No a ella físicamente; era un genio y se creía capaz de logros extraordinarios,
pero no estaba loco. Quiso recuperarla recobrando sus sabores, sus aromas. En
especial el de sus pasteles, dulces y salados. Newton traslado su estudio a la
cocina. Abordó la situación como lo hubiera hecho con cualquier otra materia.
Aplicó el mismo método. Leyó, preguntó, investigó. Desarrollo diversas teorías,
y cuando se sintió suficientemente preparado, experimentó. Alcanzar el mejor
sabor posible era su objetivo, y las combinaciones de productos y las formas de
elaboración su procedimiento. Temperaturas, tiempos, medidas, todo fue
calculado y probado minuciosamente. Y al final tuvo éxito.

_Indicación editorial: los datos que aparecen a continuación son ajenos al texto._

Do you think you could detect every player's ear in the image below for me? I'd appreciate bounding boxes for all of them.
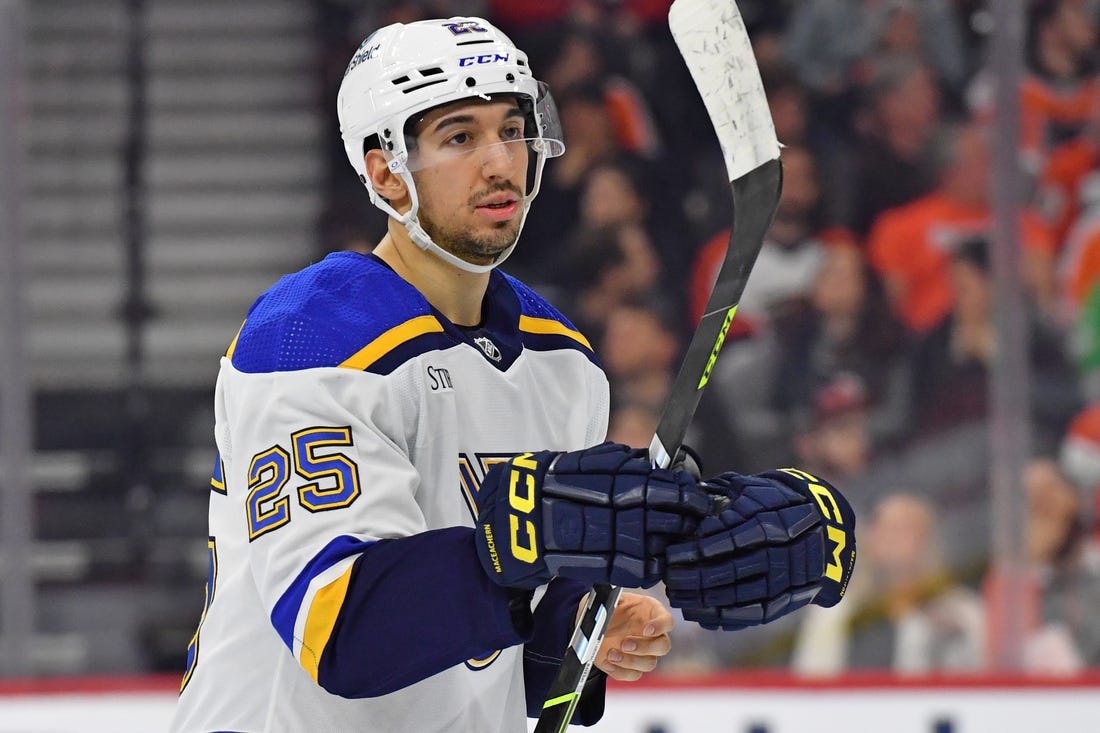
[363,149,409,205]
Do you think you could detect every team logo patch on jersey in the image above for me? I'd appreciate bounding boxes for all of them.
[428,367,454,392]
[474,336,504,362]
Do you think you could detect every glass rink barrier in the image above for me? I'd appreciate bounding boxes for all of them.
[0,671,1100,733]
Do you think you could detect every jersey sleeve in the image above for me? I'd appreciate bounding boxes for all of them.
[216,360,524,698]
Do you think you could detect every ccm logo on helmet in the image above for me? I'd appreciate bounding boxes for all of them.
[443,21,488,35]
[459,54,512,66]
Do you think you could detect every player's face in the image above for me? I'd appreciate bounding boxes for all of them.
[413,99,528,264]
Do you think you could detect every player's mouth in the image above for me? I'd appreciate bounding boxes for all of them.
[475,194,519,221]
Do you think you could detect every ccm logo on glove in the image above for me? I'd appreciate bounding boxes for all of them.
[779,469,848,600]
[475,442,714,589]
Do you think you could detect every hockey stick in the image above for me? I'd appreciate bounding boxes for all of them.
[535,0,782,733]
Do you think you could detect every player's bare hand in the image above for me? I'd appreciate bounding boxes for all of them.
[595,593,674,682]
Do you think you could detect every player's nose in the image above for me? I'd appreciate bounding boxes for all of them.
[480,142,516,178]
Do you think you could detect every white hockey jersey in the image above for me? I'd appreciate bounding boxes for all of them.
[173,252,608,733]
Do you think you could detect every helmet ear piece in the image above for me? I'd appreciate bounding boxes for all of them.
[360,147,408,206]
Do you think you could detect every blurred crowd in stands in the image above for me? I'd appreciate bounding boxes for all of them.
[312,0,1100,674]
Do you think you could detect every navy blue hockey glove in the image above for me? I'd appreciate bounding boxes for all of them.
[475,442,715,588]
[664,469,856,631]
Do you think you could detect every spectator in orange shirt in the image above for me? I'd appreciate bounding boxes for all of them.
[1038,87,1100,249]
[970,0,1100,175]
[1058,169,1100,322]
[868,124,1054,333]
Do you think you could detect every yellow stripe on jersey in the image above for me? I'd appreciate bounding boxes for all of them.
[226,321,248,361]
[340,316,443,370]
[519,316,592,351]
[299,564,355,682]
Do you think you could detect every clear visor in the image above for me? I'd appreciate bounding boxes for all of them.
[389,81,565,173]
[398,138,565,173]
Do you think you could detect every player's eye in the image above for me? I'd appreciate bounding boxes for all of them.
[444,132,473,147]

Toma notas sobre todo el desarrollo de su trabajo, y al
final del mismo, redactó con claridad las instrucciones para conseguir los
mejores resultados. No quiso hacer público ese descubrimiento. Quizá para él
era algo privado que realizó para su propio uso. Quizá pensó que perdería mucho
prestigio como científico si publicaba un trabajo sobre cocina. Lo que sé es
que se lo envío a mi padre que no supo bien que hacer con aquellos papeles. Afortunadamente
me los dio en vez de destruirlos.
Desde entonces los tengo, y los consulto cada día. Los hago
con mucho cuidado; son mi tesoro. Aun no entiendo algunas partes de lo que
escribió en ellos. Hay hojas con larguísimas fórmulas que siguen siendo indescifrables.
Pero tras mucho estudio he logrado comprender gran parte del desarrollo de su
trabajo. Ya no sólo puede seguir las instrucciones en las que detalló los pasos
a seguir para obtener los mejores resultados que logró. Me he atrevido a hacer
muy leves variaciones en alguno de esos pasos, en algunos ingredientes o
cantidades, y he conseguido obtener sabores distintos, que, según la opinión de
los clientes, no desmerecen a los originales de Newton. Eso me hace sentir un
gran orgullo de autor. Y me ayuda a sentirme convencido que he hecho bien
convirtiendo a estos papeles en mi vida.
Pero quiero que la vida de esta obra sea mucho más larga que
la mía. No la hago público porque temo que los pocos que pudieran descifrarla y
no la condenaran, podrían hacer un mal uso de ella. Un uso egoísta y miserable.
Prefiero difundirla selectivamente. En cada ciudad elijo
como aprendiz a un muchacho pobre que me parece espabilado y honrado. A él le
enseño parte de mis conocimientos. Lo suficiente para hacer pasteles muy
sabrosos con bajo coste. A todos mis aprendices les digo que no deben utilizar lo
que saben para enriquecerse o para lograr fama, que busquen hacen sentir bien a
los demás, sobre todo a los que más lo necesitan. Alguno no cumplirá esa
petición, pero es un riesgo que debo correr.
Sé que algún día tendré que hacer una apuesta aún mayor:
elegir la persona adecuada para entregarle estos papeles. Alguien íntegro y con
el conocimiento suficiente para entender el trabajo, o con la capacidad necesaria
para llegar a tener ese conocimiento.
Antes de encontrar al adecuado debo resolver una gran duda:
decirle o no quien es el autor de esa gran obra. Newton no dejó ninguna firma en
su obra. Nadie adivinaría de quien procede. Me hace sentir mal que nadie que cuando
yo no esté nadie en el mundo sabrá quién es el responsable de aquello que puede
producir tanta satisfacción. Pero por otra parte, fue su voluntad no revelar a
nadie que realizó ese trabajo, y será siempre recordado como un genio se
descubra o no este nuevo mérito.
Lo debo seguir pensando, pero la solución que de momento me
parece mejor es la siguiente: no decirle a mi elegido quien es el autor, pero
ponerle como condición para la entrega que me prometa que guardara con sumo cuidado
esos papeles. Y que aquel a quien él se los transmita le haga prometer lo mismo.
Así respeto su deseo de anonimato pero no impido que alguien, algún día en el
futuro, estudie y analice documentos importantes de la historia, y descubra con
gran sorpresa que Newton también estuvo en la cocina.